Frankly, there are many ways one could go about this. For my personal usage I have gone with the Open Source service SimpleLogin. If SimpleLogin is not your vibe, there are alternatives such as AnonAddy. Alternatively, you could also set it up yourself or by using tools of your domain’s hosting provider if these exist. In this post I will talk about SimpleLogin, simply because I have more experience with that specific provider. The setup we will be going with is one secret email and many aliases, one per service, using our own domain. We will add a bit of secrecy to each service’s email, to avoid impersonation. Our end goal is to have all our email arrive in a secret mailbox, but never let this secret mailbox be known to anyone. We will be making use of SimpleLogin’s official instance, but it is possible to instead self-host the platform.

First things first we need to notice that SimpleLogin is not an email provider, but a forwarding service. They will not store our actual emails, so we will need a destination mailbox. This can be on a custom domain, but an email from a free provider such as Outlook or Gmail will work just fine too. After we have our destination mailbox set up, we can create an account on SimpleLogin. We can either create aliases on some of the domains they have provided for free, or opt for more control by using our own domain name. Do note that custom domains are not free on the official instance, so you will have to buy their premium membership or self-host.

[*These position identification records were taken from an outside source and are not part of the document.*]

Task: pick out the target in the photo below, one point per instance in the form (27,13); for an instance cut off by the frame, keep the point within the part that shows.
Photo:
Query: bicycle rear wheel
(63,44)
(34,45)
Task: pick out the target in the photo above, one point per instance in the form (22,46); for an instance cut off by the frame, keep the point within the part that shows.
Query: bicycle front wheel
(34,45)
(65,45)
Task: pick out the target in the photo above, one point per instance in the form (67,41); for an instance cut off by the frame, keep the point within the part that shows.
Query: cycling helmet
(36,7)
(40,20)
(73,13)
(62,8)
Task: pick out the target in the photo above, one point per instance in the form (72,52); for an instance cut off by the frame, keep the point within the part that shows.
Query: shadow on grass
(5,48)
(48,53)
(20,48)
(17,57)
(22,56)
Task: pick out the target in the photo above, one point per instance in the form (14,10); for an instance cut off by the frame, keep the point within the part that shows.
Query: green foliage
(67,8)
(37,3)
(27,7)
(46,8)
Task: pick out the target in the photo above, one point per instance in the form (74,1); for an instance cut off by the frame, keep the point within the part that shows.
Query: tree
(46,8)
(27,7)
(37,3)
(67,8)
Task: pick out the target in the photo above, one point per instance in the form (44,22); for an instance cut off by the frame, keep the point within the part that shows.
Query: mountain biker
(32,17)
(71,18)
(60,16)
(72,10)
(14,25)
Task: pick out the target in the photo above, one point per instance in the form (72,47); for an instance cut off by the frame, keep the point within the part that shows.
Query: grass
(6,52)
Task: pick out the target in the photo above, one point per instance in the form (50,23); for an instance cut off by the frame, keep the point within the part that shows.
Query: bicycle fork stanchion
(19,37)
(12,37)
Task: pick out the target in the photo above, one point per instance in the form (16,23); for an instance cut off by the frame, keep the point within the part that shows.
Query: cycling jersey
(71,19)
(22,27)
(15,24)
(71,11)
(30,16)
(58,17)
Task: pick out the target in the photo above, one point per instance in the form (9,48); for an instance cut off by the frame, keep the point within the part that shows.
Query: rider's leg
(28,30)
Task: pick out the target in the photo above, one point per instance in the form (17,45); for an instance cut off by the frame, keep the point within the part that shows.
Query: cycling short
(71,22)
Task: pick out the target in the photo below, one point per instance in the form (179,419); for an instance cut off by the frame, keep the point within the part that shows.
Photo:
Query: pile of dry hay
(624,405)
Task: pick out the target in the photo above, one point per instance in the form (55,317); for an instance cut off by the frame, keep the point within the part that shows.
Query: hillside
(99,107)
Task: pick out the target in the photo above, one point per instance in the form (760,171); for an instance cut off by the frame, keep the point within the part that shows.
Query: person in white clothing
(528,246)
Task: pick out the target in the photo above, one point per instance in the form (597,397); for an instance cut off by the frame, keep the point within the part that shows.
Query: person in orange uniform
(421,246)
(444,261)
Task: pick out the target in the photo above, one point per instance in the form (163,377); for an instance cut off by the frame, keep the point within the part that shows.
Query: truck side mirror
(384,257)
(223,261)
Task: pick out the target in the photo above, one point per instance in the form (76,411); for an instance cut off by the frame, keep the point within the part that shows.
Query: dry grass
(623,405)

Now we can start creating aliases. For example, I would personally create a new Custom Alias for Twitter using a random prefix. This would become something like twitter.zed81@example.com and set up our main mailbox as the destination mailbox. The random prefix (zed81 in this case) allows us to prevent this email from being guessed. We then give this email address to Twitter instead of our main mailbox. If we respond to an email sent to us by Twitter, SimpleLogin will ensure the email is translated correctly to use the alias as sender information so Twitter will still not know our main address. Simple, yet effective.

Summarizing

Using email aliases is really not as complicated as it may sound, but they are an amazing tool to keep spam under control. I personally followed this approach for roughly a full year now and don’t see myself going back any time soon. I hope this blog post has convinced you of the benefits as well. If you have not yet, give it a try yourself!